Die Gleise führten im Wesentlichen über die Seitenstreifen bestehender Straße oder Wege und musste daher an vielen Fällen die Fahrbahn überqueren.
Das war nicht ungefährlich und es kam trotz der gemächlichen Fahrgeschwindigkeit zu vielen Zusammenstößen mit Straßenfahrzeugen.
Vom Kleinbahnhof in Lingen aus, er stand an der Stelle der heutigen Nordbrücke, musste die Kleinbahn erst mit einem Brückenbauwerk die Hauptbahnstrecke überqueren.
Von dort ging es zum Haltepunkt Stadtflur und dann weiter über die Haltestellen Brögbern und Plankorth immer an der Hauptstraße entlang bis Bawinkel.
Nächster Haltepunkt war die Bauerschaft Bregenbeck und dann kamen die Stationen in Gersten, Lengerich, Handrup und Wettrup.

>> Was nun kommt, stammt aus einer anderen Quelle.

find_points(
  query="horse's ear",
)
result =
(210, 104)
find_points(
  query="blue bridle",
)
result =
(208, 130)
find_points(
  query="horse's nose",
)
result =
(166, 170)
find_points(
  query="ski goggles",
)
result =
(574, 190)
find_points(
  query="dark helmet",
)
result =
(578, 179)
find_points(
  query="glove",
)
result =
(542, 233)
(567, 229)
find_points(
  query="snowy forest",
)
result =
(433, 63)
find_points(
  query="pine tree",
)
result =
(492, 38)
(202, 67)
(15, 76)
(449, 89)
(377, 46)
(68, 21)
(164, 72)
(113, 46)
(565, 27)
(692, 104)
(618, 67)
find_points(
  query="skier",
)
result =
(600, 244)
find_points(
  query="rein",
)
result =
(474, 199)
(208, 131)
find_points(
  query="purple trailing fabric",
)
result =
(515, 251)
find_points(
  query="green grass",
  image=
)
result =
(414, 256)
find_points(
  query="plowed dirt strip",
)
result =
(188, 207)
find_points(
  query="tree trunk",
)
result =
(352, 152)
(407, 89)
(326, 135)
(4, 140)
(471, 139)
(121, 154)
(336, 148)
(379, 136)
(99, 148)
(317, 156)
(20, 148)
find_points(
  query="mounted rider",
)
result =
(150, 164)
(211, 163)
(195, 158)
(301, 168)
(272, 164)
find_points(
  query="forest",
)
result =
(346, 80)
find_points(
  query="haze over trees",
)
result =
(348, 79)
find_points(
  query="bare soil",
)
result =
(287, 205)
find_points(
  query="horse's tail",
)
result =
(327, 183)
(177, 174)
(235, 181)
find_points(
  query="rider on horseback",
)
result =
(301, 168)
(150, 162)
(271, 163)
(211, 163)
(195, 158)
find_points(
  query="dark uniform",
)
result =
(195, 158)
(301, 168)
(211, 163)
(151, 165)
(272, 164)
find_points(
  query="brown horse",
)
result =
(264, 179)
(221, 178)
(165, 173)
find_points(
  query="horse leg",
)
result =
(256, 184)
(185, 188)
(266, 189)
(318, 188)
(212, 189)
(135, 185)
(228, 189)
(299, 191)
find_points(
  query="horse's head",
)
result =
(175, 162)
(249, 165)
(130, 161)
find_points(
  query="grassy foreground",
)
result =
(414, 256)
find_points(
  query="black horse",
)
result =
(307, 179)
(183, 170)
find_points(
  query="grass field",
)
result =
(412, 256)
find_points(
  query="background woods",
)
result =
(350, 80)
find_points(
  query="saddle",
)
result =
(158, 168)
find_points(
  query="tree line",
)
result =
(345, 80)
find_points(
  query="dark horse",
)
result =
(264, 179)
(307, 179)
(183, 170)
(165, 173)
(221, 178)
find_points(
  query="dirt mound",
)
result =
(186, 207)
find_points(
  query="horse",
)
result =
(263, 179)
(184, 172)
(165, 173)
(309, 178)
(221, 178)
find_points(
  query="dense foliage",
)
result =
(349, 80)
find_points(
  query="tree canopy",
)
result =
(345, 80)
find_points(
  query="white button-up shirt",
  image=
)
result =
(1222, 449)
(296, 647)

Dort erreichte die Bahnlinie die Kreisgrenze und über Menslage und Rentrup erreichte sie schließlich Quakenbrück. Dort bestanden Umsteigemöglichkeiten auf die Bahnstrecke Oberhausen-Wilhelmshaven.
In Lingen führt ein Stichgleis an der Wilhelmshöhe vorbei und über die Meppener Straße zum Neuen Hafen am Dortmund-Ems-Kanal. Dort konnten die Güter mit einem dampfbetriebenen Kran vom Schiff aus auf die Schiene verladen werden. Das Transportaufkommen blieb jedoch überschaubar.
Der Personenverkehr war für den Betrieb der Strecke wenig lukrativ. Dafür fuhren die kombinierten Güter- und Personenzüge viel zu langsam und die vielen Haltepunkte verlängerten die Fahrtzeiten. Immerhin hatten viele Orte jetzt zumindest eine regelmäßige Zugverbindung in die Kreisstadt. Auch die Fahrschüler aus den Dörfern entlang der Strecke profitierten von der Bahnstrecke.
In den Kriegs- und Nachkriegsjahren war die Kleinbahn ein wichtiger Verkehrsträger, denn die LKW wurden damals größtenteils für militärische Zwecke benötigt. Anfang der 50er-Jahre war die Bahnstrecke aber nicht mehr konkurrenzfähig.
1952 wurde der Betrieb eingestellt und die Gleise abgebaut. Einige der früheren Bahnhofsgebäude sind noch vorhanden.
Eine neue Ausstellung im Heimathaus in Bawinkel erinnert derzeit mit vielen Fotos, Modellen und Dokumenten an die Geschichte des legendären „Pingel-Anton“.